Он подошел к автобусу. Мотор еще не заглох. Водитель, молодой парень в очках, похожий на студента и в дымину пьяный, лежал на сиденье, свесившись головой к подножке. Сарторис отхлебнул из своей бутылки и попытался разбудить шофера — безуспешно. Тогда Сарторис сделал еще один глоток (хотя, я уверен, у него и так уже здорово шумело в голове, — он рассказывал мне, как утром, когда Спумер уехал с аэродрома, он отыскал и выпустил собаку, а увидев, что она потрусила к Амьену, попытался получить увольнительную у начальника полетов, но тот напомнил ему, что лафайетовцы ждут его[36] на плоскогорье Сантер), — и вот, сделав еще один глоток, Сарторис запихал водителя в кабину, сел за руль и поехал в Амьен.

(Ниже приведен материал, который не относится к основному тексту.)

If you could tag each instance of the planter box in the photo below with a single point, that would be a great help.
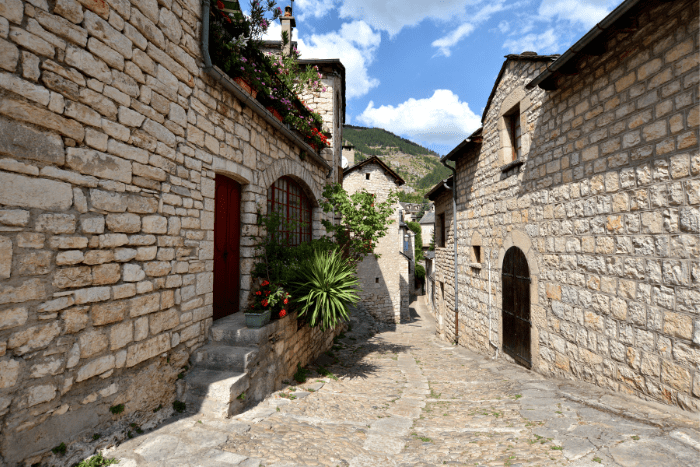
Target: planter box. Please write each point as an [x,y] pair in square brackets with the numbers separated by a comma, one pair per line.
[257,320]
[231,6]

Сарторис рассказывал, что неподалеку от кабака он заметил французского капрала, присосавшегося к бутылке. Сарторис остановился; дверь кабака была заперта. Сарторис допил остатки бренди и выломал дверь, взяв ее на корпус, как они делают, играя в свой американский футбол. И оказался в кабаке — среди перевернутых столов и стульев да пустых полок, на которых раньше стояли бутылки. Он сказал, что сначала не мог вспомнить, зачем пришел, и решил выпить. Бутылку он отыскал под стойкой и об угол стойки отбил у нее горлышко, и он рассказывал мне, как он стоял там, глядя на себя в зеркало, и старался вспомнить, зачем пришел. «Ну и дикий же у меня вид был», — сказал он.

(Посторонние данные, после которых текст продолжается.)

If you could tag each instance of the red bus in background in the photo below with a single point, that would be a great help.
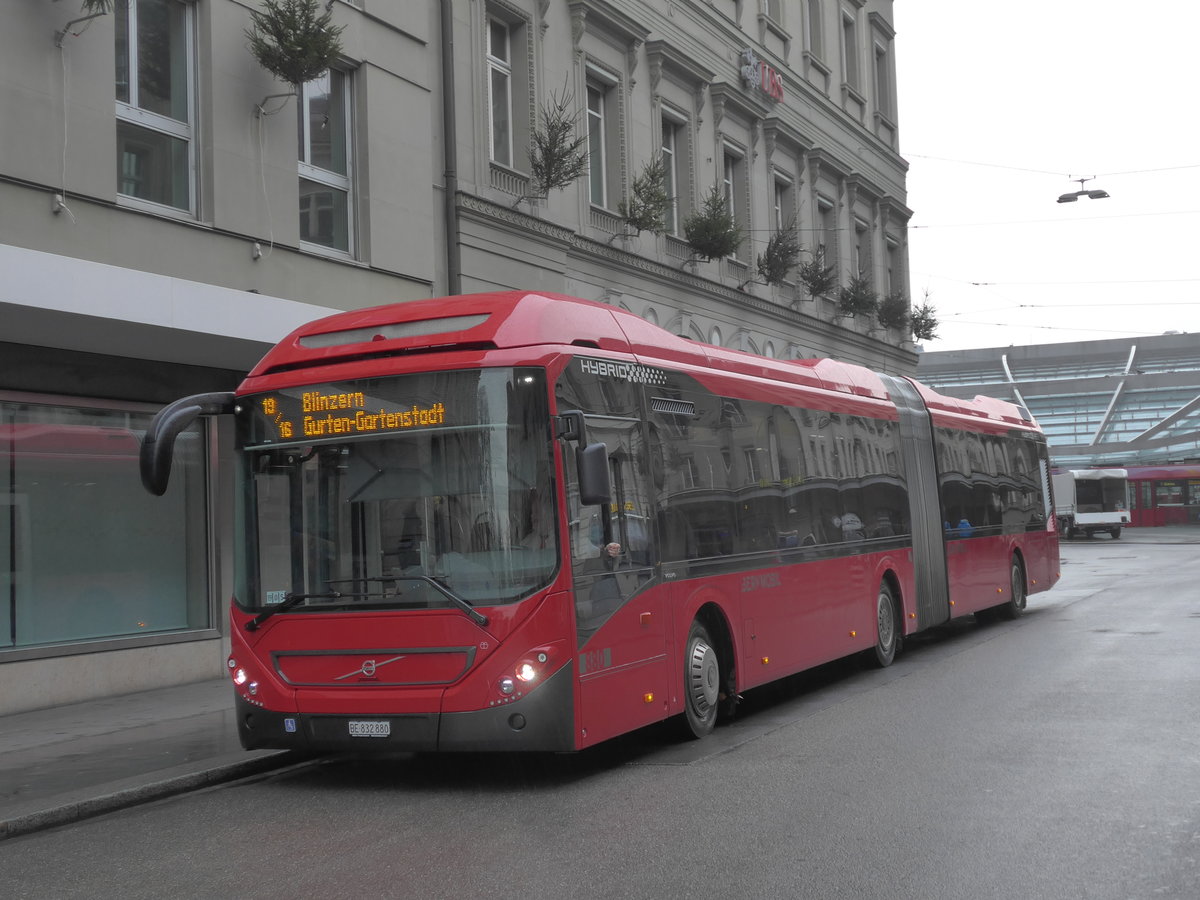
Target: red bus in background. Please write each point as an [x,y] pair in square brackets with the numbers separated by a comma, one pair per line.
[521,521]
[1164,495]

А потом послышался первый взрыв. Я почти вижу эту картину: Сарторис, стоящий в опустевшей, брошенной, притихшей комнате с голыми полками по стенам и выломанной дверью, за которой притаился настороженный город, — и медленный, неспешный, с перекатами грохот, придавивший к земле весеннюю влажную тишину, словно неторопливая, тяжко опустившаяся ладонь. Сарторис говорил, что он слышал приглушенно шуршащий шорох — где-то сухим ручейком сыпалась штукатурка, или пыль, или, может быть, песок, — а потом большой тощий кот бесшумно перемахнул через стойку и, прижимаясь к полу, словно растянувшаяся капля тускло поблескивающей ртути, улепетнул.